Research, resources, and more reading. Wow am I finding a lot on the internet. I’ve barely scratched the surface, but already I’m finding some themes. First, other authors are almost universally ready to share their hard-earned knowledge. Why are they so nice? They don’t have to tell poor newbies like me desperately googling everything about writing all of their secrets. But they do it anyway.
From hilarious (Delilah S. Dawson, seriously, you can find some great advice from her at /http://terribleminds.com/ramble/2013/08/13/25-steps-to-being-a-traditionally-published-author-lazy-bastard-edition/ and be warned, it’s got lots of NSFW language) to the serious resource (The ultimate bible for aspiring authors that I hear about over and over, On Writing by Stephen King, available at Amazon.com for 13.77$ right now and on my wishlist for when I get some disposable income for more books).
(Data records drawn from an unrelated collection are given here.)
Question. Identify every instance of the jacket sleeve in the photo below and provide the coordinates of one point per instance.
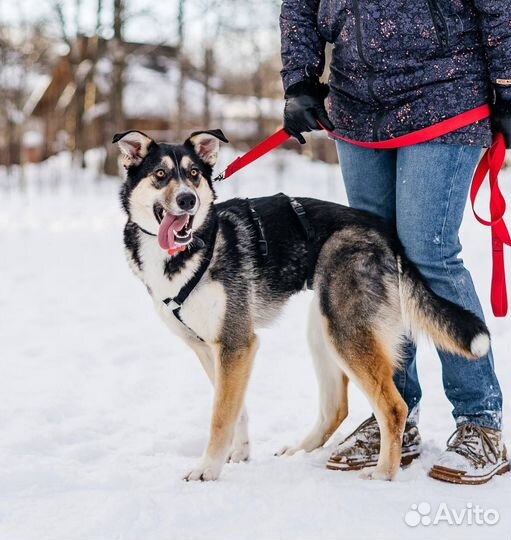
(302, 47)
(495, 21)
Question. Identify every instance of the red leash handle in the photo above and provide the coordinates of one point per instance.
(269, 144)
(491, 163)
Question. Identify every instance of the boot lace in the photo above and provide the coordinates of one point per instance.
(473, 442)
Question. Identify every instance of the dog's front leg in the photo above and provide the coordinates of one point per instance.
(240, 450)
(232, 371)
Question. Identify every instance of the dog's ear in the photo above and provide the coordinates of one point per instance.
(206, 144)
(134, 146)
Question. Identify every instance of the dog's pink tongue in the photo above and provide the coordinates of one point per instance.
(168, 227)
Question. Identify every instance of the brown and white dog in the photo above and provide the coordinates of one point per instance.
(236, 263)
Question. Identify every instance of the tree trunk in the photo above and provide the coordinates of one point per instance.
(116, 119)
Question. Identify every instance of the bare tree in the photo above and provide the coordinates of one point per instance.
(116, 119)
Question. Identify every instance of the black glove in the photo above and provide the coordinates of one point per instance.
(304, 106)
(501, 117)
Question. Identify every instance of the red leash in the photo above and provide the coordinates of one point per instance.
(491, 162)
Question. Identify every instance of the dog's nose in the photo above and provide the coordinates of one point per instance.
(186, 201)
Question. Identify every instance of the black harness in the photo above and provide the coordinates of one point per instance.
(310, 243)
(177, 302)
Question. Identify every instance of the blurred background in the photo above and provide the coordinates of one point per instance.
(73, 72)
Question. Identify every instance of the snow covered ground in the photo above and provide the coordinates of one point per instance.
(102, 410)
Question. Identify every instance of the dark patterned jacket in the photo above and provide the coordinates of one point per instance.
(400, 65)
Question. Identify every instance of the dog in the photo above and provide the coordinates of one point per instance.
(217, 272)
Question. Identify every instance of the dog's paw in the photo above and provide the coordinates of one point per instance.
(377, 474)
(239, 453)
(205, 472)
(288, 451)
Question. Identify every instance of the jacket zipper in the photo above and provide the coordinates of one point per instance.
(369, 67)
(440, 25)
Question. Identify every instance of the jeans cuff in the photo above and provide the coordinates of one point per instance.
(488, 419)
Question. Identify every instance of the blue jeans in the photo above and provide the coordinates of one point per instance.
(423, 189)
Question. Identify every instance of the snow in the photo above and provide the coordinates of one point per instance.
(102, 410)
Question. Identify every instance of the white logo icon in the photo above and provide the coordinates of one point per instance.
(421, 514)
(418, 513)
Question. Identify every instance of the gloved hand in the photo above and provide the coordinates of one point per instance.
(304, 105)
(501, 117)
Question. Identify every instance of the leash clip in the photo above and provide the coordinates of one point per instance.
(219, 177)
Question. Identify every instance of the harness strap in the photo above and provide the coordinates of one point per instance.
(176, 303)
(491, 162)
(310, 247)
(258, 224)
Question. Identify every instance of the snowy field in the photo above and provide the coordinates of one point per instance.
(102, 410)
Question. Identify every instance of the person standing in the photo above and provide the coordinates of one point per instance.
(399, 66)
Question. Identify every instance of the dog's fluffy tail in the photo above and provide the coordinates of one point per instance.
(451, 327)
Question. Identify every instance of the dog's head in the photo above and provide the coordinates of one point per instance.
(168, 189)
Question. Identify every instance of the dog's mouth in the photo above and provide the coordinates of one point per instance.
(175, 231)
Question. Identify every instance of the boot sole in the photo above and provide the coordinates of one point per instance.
(454, 476)
(333, 465)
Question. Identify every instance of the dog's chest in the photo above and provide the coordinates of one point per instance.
(204, 309)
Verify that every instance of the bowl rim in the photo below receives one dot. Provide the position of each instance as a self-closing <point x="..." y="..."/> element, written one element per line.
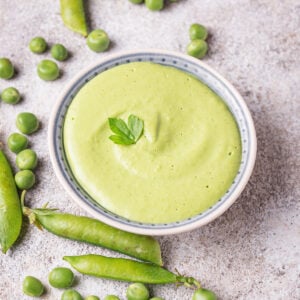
<point x="154" y="231"/>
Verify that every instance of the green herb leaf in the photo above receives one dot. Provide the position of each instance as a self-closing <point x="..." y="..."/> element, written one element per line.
<point x="136" y="126"/>
<point x="126" y="134"/>
<point x="121" y="140"/>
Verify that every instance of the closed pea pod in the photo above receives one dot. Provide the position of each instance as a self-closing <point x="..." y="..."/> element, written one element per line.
<point x="126" y="270"/>
<point x="10" y="208"/>
<point x="73" y="15"/>
<point x="97" y="233"/>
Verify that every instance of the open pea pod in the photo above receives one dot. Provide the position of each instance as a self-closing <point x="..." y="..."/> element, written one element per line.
<point x="10" y="207"/>
<point x="73" y="15"/>
<point x="127" y="270"/>
<point x="94" y="232"/>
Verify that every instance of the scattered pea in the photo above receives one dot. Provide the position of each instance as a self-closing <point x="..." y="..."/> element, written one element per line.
<point x="38" y="45"/>
<point x="10" y="95"/>
<point x="6" y="68"/>
<point x="26" y="159"/>
<point x="137" y="291"/>
<point x="59" y="52"/>
<point x="198" y="32"/>
<point x="25" y="179"/>
<point x="48" y="70"/>
<point x="111" y="297"/>
<point x="197" y="48"/>
<point x="17" y="142"/>
<point x="27" y="122"/>
<point x="154" y="4"/>
<point x="203" y="294"/>
<point x="71" y="295"/>
<point x="32" y="286"/>
<point x="136" y="1"/>
<point x="98" y="40"/>
<point x="92" y="297"/>
<point x="61" y="277"/>
<point x="73" y="15"/>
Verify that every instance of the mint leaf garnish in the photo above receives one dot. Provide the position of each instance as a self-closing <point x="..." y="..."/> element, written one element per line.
<point x="126" y="134"/>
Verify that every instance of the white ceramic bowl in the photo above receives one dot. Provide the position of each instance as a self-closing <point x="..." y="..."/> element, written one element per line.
<point x="183" y="62"/>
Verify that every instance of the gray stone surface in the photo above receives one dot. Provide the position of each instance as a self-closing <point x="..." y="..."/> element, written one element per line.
<point x="253" y="250"/>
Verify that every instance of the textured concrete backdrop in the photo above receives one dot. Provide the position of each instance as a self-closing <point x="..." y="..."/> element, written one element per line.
<point x="253" y="250"/>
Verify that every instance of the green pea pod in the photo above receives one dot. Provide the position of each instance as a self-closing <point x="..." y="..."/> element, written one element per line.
<point x="126" y="270"/>
<point x="97" y="233"/>
<point x="73" y="15"/>
<point x="10" y="208"/>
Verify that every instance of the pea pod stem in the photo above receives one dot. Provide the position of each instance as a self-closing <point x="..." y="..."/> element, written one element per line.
<point x="94" y="232"/>
<point x="127" y="270"/>
<point x="10" y="206"/>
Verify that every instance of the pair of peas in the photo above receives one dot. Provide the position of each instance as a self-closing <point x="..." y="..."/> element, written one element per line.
<point x="48" y="70"/>
<point x="63" y="278"/>
<point x="58" y="278"/>
<point x="9" y="95"/>
<point x="153" y="5"/>
<point x="26" y="159"/>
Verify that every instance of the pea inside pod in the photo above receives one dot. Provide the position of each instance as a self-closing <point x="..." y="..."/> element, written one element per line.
<point x="97" y="233"/>
<point x="10" y="208"/>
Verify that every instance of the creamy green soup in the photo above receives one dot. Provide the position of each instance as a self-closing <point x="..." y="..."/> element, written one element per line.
<point x="185" y="161"/>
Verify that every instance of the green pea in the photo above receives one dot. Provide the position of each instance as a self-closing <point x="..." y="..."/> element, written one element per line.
<point x="61" y="277"/>
<point x="59" y="52"/>
<point x="71" y="295"/>
<point x="98" y="40"/>
<point x="137" y="291"/>
<point x="25" y="179"/>
<point x="198" y="32"/>
<point x="27" y="122"/>
<point x="155" y="4"/>
<point x="203" y="294"/>
<point x="10" y="95"/>
<point x="136" y="1"/>
<point x="111" y="297"/>
<point x="48" y="70"/>
<point x="26" y="159"/>
<point x="92" y="297"/>
<point x="17" y="142"/>
<point x="32" y="286"/>
<point x="38" y="45"/>
<point x="73" y="15"/>
<point x="197" y="48"/>
<point x="6" y="68"/>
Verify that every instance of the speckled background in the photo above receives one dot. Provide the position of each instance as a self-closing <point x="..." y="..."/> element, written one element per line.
<point x="253" y="250"/>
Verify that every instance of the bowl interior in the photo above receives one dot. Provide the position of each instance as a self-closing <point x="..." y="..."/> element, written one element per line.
<point x="219" y="85"/>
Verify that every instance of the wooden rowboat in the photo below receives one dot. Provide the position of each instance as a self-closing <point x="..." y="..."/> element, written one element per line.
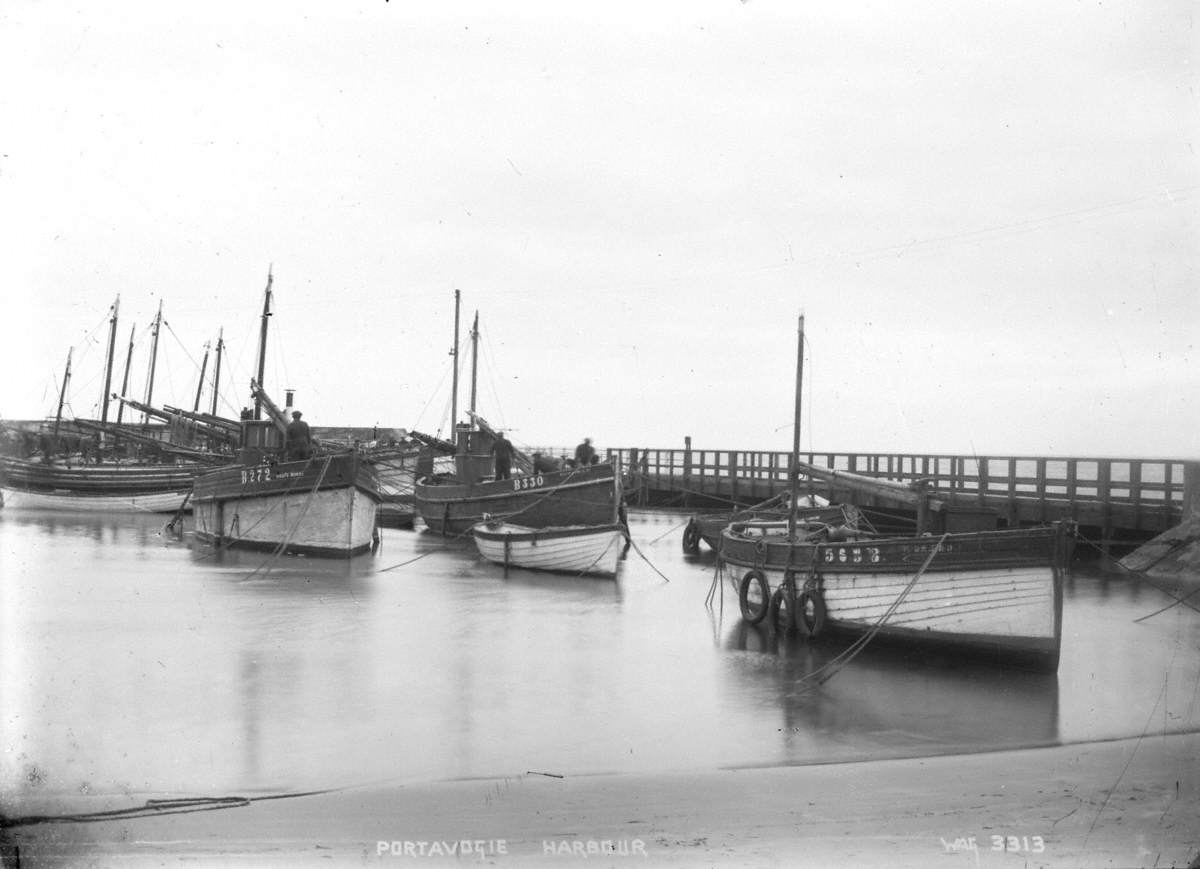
<point x="95" y="487"/>
<point x="581" y="550"/>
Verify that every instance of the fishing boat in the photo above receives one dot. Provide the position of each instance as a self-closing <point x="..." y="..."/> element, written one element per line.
<point x="582" y="550"/>
<point x="324" y="505"/>
<point x="399" y="467"/>
<point x="990" y="592"/>
<point x="707" y="527"/>
<point x="29" y="485"/>
<point x="101" y="466"/>
<point x="453" y="503"/>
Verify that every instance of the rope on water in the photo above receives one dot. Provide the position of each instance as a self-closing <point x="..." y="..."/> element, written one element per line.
<point x="670" y="531"/>
<point x="634" y="546"/>
<point x="1147" y="580"/>
<point x="153" y="808"/>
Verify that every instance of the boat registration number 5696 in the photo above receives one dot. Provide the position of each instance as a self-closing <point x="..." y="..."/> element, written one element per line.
<point x="259" y="474"/>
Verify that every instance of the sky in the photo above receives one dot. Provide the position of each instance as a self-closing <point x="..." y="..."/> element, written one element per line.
<point x="988" y="214"/>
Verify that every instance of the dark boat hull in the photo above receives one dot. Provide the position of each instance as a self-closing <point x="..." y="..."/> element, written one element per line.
<point x="97" y="487"/>
<point x="576" y="496"/>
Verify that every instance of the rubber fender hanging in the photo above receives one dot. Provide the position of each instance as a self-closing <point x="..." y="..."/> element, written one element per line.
<point x="810" y="611"/>
<point x="783" y="610"/>
<point x="754" y="597"/>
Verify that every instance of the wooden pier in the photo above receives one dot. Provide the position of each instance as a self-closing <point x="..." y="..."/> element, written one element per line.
<point x="1120" y="501"/>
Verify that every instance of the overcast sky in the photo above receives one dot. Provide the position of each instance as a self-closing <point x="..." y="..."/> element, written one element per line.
<point x="988" y="214"/>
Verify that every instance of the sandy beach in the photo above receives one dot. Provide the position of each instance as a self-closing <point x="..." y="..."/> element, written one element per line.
<point x="1123" y="803"/>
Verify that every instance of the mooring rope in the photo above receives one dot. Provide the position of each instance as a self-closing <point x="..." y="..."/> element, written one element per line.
<point x="1146" y="579"/>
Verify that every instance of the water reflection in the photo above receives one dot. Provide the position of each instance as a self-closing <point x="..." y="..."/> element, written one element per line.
<point x="892" y="699"/>
<point x="137" y="528"/>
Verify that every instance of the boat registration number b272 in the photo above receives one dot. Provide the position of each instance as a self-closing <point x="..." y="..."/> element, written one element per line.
<point x="259" y="474"/>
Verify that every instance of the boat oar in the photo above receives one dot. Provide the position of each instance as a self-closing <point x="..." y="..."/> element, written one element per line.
<point x="179" y="513"/>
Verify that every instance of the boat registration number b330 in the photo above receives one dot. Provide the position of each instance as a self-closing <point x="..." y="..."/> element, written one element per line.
<point x="533" y="481"/>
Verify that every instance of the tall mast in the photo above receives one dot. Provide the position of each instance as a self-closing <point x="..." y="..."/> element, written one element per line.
<point x="199" y="385"/>
<point x="108" y="361"/>
<point x="795" y="477"/>
<point x="262" y="342"/>
<point x="154" y="360"/>
<point x="454" y="353"/>
<point x="125" y="381"/>
<point x="474" y="365"/>
<point x="63" y="397"/>
<point x="216" y="370"/>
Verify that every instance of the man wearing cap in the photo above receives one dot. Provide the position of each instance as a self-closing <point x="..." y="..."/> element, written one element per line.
<point x="299" y="441"/>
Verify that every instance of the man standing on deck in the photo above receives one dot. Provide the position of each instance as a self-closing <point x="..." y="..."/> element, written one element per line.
<point x="502" y="449"/>
<point x="299" y="439"/>
<point x="585" y="454"/>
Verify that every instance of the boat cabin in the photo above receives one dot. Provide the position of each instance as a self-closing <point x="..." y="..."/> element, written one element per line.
<point x="261" y="439"/>
<point x="473" y="454"/>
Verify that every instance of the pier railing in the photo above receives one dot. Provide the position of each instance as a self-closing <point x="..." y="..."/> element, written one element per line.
<point x="1145" y="495"/>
And yes, I know that I have a Stephen King quote as the tagline on my website, that was deliberate. All hail the King.
I’m probably stereotyping while gazing through my rose-colored shades here, but I say from my research online that authors are a generous, sharing group who want to see other authors succeed. I’m sure there are exceptions. Don’t throw the exceptions at me to piss on my parade. Basking in a supportive, helpful group is all I need at the moment.
In particular, I’m enjoying reading the Query Shark blog. Janet Reid is a rockstar. A really mean, ego-deflating, crabby kind of rockstar, and I love it. Reading the big bites she takes out of queries, I am learning a lot. Like that I wrote my own query with some big mistakes. It seemed right from what I was finding at the time, but looking over many different examples I’m finding ways to improve my query and also keep it true to my story. Which is really the point.
Problem A: I open my query with “based on your agent profile and blah blah I think this would be a good fit for your list.” I wanted to personalize it and make it clear I did my research. After reading lots and lots of examples on the blog it’s clear Janet is right about this. Open with the story and the stakes, leave the flattery for the end.
Problem B: My stakes don’t grab the reader with enough urgency. The conflict is there and clear, but it doesn’t sound enticing enough to make an agent really want to care what happens to my characters. That needs to get spruced up.
Back to the editing! Once my query letter is shining like a mysterious jewel I will go ahead and try to submit it to the Query Shark. It’s a bit like washing your hands with chum and then sticking them over the side of your boat, in that I anticipate a similar level of pain and the urge to yank my fingers back very quickly. At the end of it, though, I will hopefully have a query letter that makes agents really want to read my manuscript. Now that I know what I didn’t know before.